Someone’s got to pay for the R&D . . .

Someone’s got to pay for the R&D . . .

From the New York Times, a report on a new medication for cystic fibrosis:

Kalydeco is truly a wonder drug. 

Developed by Vertex Pharmaceuticals, it is the first drug that attacks not just the symptoms but the underlying cause of cystic fibrosis, a genetic lung disease that usually kills victims by the time they reach their 40s. It doesn’t work for every sufferer of the disease, but rather for a small subset — probably around 2,000 people — who have a specific genetic mutation that the drug targets. But for those it helps, it is life changing. 

. . . 

There is one other way that Kalydeco is an excellent example of personalized medicine: its cost. It’s more than $300,000 a year. Because patients will likely be taking the drug for the rest of their lives, it could cost millions of dollars to keep just one patient on Kalydeco. That raises another important question about the coming of personalized medicine. How are we, as a society, going to pay for it? 

. . . 

Most state Medicaid programs — and private insurers — are paying Kalydeco’s cost because it works so well, and because the patient population is so small. 

. . . . 

When I asked Vertex how it could possibly justify charging $300,000 for Kalydeco, a company spokesman pointed to the small patient population and “the benefit that the medicine provides.” He also said that the company had spent $6.5 billion on research in its existence, and had only two drugs approved by the F.D.A. In effect, he was saying that the Vertex drug was priced, in part, to recoup not just the research and development that led to Kalydeco but all the company’s R&D.; (For cystic fibrosis sufferers with no insurance, Vertex provides the drug for free.)

 This makes the hepatitis C $150,000 cure practically a pittance, not to mention the $13,000 a year AIDs-preventative.

But there’s no easy answer.

Do we negotiate trade deals demanding that other developed countries pay their “fair share” of development costs?

Do we treat drug companies as if they were monopolies, to the extent that they hold the patent for a unique drug, and scrutinize their books to ensure that their profit margin is at acceptable levels?

Should the government get into the R&D; business more extensively, effectively nationalizing the process of drug-development, and leaving only the manufacturing of existing or invented-by-the-government drugs for private companies?

In our current system, private corporations take the gamble that their research will pay off.  Would a future government-controlled system be willing to spend the research money to produce Kalydeco?  If it’s taken over the entire lifetime of a CF sufferer, and if it prolongs that lifetime from a current 40 years to a normal 80 years, then that’s $24,000,000 per person (though, of course, this ignores the loss of the patent in 20 years).

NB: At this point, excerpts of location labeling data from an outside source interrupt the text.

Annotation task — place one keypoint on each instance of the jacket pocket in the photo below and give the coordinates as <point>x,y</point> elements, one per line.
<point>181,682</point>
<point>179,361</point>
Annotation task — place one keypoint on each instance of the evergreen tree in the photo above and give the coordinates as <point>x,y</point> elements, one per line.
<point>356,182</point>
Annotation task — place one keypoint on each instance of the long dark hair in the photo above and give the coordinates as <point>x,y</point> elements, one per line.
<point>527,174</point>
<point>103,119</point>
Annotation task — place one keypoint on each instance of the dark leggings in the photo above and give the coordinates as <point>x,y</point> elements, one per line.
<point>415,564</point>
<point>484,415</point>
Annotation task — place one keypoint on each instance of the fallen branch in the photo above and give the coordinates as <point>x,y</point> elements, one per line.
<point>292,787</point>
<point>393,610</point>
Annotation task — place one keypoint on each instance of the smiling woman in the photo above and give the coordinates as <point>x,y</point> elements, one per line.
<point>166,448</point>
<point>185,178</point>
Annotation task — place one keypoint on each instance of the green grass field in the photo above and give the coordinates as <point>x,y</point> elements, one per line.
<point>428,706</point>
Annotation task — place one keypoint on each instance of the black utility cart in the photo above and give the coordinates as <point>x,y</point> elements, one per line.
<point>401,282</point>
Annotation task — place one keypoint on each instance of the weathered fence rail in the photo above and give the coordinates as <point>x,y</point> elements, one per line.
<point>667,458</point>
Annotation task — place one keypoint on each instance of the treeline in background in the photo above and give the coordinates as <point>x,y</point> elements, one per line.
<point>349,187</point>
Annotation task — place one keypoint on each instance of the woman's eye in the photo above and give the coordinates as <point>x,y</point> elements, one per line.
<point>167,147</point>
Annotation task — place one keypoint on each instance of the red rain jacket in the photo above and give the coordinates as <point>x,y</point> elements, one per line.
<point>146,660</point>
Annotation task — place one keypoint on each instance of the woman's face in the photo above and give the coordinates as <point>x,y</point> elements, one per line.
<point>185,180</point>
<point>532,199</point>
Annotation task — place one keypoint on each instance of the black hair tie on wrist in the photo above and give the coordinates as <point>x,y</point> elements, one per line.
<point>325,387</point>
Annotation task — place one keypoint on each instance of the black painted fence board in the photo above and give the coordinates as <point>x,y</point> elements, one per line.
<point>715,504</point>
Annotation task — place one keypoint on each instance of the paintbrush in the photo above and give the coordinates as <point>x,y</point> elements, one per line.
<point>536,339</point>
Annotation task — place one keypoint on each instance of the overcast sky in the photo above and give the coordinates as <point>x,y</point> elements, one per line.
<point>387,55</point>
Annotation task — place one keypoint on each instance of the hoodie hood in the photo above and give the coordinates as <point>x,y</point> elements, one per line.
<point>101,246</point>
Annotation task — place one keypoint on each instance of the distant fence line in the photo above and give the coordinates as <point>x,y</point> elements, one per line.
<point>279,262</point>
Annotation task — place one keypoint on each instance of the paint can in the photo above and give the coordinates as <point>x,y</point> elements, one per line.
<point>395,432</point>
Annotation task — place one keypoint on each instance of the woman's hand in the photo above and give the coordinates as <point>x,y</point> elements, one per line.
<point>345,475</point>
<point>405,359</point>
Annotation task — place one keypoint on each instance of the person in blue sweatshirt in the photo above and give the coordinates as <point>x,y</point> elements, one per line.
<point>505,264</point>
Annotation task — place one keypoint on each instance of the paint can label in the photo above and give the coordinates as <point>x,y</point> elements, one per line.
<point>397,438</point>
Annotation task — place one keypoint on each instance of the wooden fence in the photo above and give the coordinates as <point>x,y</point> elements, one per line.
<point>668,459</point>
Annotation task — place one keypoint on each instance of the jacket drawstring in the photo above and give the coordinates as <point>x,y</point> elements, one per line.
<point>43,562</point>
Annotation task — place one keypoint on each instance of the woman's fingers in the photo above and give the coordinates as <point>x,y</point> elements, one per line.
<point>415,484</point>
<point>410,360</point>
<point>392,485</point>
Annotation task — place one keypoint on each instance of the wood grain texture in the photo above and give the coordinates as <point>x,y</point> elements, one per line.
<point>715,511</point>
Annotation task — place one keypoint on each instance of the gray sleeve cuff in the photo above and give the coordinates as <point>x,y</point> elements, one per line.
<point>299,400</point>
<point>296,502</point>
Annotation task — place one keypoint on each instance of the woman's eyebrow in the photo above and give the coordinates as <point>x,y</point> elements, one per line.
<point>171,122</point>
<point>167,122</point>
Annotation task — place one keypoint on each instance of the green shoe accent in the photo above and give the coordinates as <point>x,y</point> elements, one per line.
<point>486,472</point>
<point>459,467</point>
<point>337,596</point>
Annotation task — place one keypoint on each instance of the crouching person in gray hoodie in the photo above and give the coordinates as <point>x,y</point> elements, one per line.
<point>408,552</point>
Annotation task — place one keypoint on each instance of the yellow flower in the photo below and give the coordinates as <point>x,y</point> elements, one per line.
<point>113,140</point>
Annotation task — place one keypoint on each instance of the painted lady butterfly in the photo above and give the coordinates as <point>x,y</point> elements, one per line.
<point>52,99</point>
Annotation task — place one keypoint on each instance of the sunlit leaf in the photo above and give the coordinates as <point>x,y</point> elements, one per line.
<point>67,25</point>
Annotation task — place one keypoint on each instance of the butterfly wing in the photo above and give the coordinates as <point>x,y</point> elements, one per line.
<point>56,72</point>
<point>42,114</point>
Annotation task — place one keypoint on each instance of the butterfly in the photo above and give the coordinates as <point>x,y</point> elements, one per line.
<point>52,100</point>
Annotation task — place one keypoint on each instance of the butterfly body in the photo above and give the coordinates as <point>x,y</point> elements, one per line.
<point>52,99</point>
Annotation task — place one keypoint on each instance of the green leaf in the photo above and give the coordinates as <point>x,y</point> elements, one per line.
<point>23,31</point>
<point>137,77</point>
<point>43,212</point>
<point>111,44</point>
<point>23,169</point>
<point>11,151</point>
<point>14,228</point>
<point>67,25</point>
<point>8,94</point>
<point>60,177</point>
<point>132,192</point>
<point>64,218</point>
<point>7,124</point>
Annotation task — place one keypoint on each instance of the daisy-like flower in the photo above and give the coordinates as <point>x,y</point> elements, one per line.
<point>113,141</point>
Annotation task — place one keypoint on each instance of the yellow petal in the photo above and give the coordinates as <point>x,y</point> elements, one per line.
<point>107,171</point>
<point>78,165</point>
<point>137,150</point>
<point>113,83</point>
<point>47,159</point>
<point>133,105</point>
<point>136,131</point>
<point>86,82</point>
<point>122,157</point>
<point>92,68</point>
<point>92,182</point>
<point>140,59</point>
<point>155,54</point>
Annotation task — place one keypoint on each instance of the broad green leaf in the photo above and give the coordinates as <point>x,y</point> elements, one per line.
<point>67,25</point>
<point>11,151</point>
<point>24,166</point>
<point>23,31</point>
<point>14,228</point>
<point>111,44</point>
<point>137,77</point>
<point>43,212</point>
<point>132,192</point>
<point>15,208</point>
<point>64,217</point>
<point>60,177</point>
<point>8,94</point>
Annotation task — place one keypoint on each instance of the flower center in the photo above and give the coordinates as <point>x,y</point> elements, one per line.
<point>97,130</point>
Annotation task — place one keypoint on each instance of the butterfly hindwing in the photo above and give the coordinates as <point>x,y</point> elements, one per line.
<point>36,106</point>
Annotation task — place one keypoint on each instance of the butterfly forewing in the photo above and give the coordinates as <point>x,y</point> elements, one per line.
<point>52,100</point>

It is already the case that the UK has a system called “NICE” – National Institute for Health and Care Excellence – which determines whether the National Health Service will pay for new medications based on the cost per “quality-adjusted life year” — if taking this medication gains you an additional year of life, they’ll pay for a medication cost of up to GBP 30,000, with statistical adjustments for medications that are only incrementally better than the prior version.  According to this methodology, Kalydeco has no hope of being approved — or, presumably can only be approved by lowering the price for UK customers.

And maybe that’s the right thing.   $300,000 per year is a lot of money, paid for by the government or by other policyholders.

The bottom line:  our system is pretty lousy — but is any other system any better?